Tribune
La confiance est mal en point dans l’ensemble des pays occidentaux. Après les gouvernements et les entreprises, le voile du soupçon s’étend progressivement aux marques. Souvent incriminée dans le malaise de nos sociétés, la tech peut-elle rester silencieuse face à ce phénomène ?

Quand deux Français sur trois se méfient du pouvoir politique, on en compte aussi un sur deux qui ne fait pas confiance aux pratiques des entreprises. Pourtant, la confiance est le moteur de nos communautés ; c’est elle qui assure le fonctionnement de la démocratie et des marchés. Sans confiance, pas d’élections libres et incontestables, pas de libre-échange, pas de foi en l’avenir, pas d’investissements ni de dépenses…

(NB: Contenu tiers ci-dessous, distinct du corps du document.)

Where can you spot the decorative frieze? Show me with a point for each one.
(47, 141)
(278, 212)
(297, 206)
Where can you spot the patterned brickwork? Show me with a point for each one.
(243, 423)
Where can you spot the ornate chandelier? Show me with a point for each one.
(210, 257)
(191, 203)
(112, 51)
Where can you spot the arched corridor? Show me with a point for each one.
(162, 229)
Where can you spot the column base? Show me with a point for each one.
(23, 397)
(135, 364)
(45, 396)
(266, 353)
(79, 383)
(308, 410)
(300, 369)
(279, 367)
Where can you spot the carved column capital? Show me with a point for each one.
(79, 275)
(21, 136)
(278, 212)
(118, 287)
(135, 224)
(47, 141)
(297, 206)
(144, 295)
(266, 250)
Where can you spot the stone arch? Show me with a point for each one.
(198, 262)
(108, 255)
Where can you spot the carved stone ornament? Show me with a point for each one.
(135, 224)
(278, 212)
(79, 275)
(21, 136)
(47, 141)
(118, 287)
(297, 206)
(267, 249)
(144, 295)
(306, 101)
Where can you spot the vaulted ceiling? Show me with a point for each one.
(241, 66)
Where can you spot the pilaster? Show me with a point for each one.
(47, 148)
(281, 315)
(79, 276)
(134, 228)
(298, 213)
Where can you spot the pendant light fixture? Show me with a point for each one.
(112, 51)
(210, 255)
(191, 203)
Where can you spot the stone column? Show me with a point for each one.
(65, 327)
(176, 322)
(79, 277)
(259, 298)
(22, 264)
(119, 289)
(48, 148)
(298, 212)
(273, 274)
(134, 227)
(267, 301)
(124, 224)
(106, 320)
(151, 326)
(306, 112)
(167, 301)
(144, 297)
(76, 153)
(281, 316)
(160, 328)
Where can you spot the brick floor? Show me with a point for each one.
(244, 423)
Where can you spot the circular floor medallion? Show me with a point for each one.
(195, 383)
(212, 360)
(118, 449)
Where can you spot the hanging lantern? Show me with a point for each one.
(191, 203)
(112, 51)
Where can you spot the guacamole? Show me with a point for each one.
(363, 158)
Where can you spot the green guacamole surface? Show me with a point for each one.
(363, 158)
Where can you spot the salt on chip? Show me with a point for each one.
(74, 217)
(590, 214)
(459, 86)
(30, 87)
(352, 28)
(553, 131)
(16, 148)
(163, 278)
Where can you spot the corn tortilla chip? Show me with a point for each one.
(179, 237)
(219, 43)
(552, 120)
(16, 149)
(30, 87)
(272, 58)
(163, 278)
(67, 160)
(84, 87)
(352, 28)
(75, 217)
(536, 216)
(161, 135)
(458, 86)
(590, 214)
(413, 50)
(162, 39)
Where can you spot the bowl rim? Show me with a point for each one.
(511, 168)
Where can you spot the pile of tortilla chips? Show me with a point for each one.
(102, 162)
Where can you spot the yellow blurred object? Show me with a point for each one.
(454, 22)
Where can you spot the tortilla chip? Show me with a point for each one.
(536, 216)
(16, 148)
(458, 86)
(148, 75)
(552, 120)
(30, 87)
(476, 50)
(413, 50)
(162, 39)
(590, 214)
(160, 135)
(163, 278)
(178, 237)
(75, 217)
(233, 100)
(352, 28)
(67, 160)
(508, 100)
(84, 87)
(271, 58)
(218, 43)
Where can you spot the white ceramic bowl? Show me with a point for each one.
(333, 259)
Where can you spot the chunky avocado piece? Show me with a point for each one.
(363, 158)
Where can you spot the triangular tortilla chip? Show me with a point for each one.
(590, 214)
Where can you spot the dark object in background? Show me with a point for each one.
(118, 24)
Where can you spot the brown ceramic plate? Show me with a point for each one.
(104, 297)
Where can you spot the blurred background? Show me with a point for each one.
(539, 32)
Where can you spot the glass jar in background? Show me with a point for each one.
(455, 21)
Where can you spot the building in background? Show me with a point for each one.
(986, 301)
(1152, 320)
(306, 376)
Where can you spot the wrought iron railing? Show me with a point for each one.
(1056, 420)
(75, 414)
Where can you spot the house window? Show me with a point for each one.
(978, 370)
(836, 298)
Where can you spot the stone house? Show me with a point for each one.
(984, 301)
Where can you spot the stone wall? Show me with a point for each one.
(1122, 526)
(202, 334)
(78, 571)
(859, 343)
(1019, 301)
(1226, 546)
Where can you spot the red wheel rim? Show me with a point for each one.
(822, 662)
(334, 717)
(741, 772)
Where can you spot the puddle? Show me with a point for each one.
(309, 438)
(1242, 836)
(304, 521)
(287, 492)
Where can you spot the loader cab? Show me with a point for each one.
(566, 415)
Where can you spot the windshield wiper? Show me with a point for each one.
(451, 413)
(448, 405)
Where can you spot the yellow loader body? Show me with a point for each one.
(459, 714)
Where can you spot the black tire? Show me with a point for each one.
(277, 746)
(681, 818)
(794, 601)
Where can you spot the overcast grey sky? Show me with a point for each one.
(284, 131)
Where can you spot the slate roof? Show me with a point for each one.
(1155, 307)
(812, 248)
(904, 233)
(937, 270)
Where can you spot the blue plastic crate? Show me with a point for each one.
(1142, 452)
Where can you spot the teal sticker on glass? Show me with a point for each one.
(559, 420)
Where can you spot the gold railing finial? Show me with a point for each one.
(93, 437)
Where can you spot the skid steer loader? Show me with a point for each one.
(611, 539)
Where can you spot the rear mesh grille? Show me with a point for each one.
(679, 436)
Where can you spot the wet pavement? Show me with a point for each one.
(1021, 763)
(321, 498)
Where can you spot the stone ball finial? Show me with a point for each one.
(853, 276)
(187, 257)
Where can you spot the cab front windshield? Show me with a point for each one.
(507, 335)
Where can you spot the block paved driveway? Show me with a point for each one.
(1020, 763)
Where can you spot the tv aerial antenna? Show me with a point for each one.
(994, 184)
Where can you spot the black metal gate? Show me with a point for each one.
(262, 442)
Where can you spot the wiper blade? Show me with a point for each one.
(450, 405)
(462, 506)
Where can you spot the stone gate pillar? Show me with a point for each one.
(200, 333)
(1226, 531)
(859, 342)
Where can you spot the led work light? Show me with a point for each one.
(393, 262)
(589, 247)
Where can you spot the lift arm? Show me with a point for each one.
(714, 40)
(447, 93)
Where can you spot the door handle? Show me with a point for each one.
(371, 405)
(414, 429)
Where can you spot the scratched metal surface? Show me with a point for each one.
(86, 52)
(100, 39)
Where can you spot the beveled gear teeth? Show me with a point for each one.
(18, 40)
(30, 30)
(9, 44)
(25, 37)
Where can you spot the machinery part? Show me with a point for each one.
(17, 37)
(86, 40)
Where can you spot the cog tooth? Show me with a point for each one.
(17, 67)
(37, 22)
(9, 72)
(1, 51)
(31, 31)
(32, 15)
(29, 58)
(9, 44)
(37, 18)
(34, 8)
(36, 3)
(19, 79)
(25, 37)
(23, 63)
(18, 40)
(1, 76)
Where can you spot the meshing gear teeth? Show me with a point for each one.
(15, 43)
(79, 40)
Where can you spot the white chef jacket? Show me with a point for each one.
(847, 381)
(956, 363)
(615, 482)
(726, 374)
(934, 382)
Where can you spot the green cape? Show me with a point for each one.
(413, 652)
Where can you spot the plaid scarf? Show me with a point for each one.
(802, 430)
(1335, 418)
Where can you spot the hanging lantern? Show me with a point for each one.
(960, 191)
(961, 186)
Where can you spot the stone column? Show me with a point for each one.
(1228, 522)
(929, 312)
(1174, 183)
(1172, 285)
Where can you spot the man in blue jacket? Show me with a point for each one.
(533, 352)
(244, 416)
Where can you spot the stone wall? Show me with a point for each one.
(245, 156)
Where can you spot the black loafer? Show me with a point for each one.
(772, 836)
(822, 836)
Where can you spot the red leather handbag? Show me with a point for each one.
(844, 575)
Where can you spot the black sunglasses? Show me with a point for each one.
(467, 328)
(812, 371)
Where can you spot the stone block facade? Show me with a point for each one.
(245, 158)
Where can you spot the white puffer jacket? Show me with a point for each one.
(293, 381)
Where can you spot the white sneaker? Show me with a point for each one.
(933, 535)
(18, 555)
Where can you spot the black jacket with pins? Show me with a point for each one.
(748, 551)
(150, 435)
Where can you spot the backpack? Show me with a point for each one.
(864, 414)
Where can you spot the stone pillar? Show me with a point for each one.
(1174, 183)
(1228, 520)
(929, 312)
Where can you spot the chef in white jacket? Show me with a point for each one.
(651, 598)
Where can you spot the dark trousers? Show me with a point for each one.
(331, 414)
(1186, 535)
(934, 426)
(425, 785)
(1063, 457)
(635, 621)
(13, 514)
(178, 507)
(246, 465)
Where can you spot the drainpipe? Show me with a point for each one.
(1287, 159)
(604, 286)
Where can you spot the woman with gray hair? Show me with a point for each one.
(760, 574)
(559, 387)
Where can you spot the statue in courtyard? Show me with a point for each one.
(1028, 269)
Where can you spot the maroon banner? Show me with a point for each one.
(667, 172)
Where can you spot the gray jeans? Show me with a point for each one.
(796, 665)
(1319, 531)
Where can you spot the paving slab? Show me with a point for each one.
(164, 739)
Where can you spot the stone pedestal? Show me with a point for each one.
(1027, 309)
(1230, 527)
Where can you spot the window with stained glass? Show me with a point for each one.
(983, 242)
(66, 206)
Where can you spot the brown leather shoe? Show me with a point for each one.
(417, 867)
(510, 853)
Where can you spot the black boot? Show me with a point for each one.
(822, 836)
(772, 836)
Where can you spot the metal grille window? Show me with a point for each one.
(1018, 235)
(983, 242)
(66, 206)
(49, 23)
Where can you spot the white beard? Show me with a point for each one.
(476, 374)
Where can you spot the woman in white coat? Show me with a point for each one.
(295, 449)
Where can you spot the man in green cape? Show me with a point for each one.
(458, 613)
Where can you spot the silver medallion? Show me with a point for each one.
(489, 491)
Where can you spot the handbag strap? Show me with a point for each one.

La technologie joue un rôle tout particulier dans cette suspicion. Si la tech s’est imposée dans un quotidien désormais jalonné par nos expériences avec les GAFA, elle est aussi au cœur de nos craintes. Selon le Trust Barometer d'Edelman, elle entraîne dans son sillage, pour près de 80% des citoyens, la peur de perdre son emploi, que ce soit en raison des bouleversements RH, de l’automatisation ou de la perte de compétences. La tech effraie car elle s’immisce chaque jour davantage et elle agit implacablement sur nos vies : postes de travail réorganisés par la transformation digitale, emplois supprimés par la montée des plateformes, règles fiscales contournées par des entreprises sans frontières ou bien données personnelles collectées par nos applis de messagerie…

Et pourtant, la tech porte en elle les espoirs de notre époque, les plus immédiats comme les plus fous : smart cities ou éradication des maladies, transition énergétique et voitures autonomes, en passant par la conquête spatiale. Il n’y aucun défi que l’accumulation des données et les progrès de l’apprentissage automatique ne promettent demain de résoudre. Mais le sait-on vraiment ?

L’urgence à communiquer

Avec une chute record de la confiance dans la technologie (-10% sur un an), la France affiche la dégradation la plus sévère de la perception du secteur. Et c’est pourquoi, ici, les entreprises de technologie ont un besoin pressant de se faire comprendre. Au-delà des levées de fonds ou des fonctionnalités produits, elles doivent faire entendre leurs intentions pour dissiper les inquiétudes. La consommation est entrée dans l’ère du belief-driven et nous sommes aujourd’hui motivés par nos convictions au-delà des promesses du produit. Plutôt que de se cacher derrière une interface web, les acteurs de la tech doivent prendre la parole pour nous convaincre de l’utilité et de la bienveillance de leur projet. Plus qu’aucune autre industrie, la tech a le pouvoir de disrupter nos vies. Plus qu’aucune autre industrie, elle doit démontrer sa volonté de contribution sociétale.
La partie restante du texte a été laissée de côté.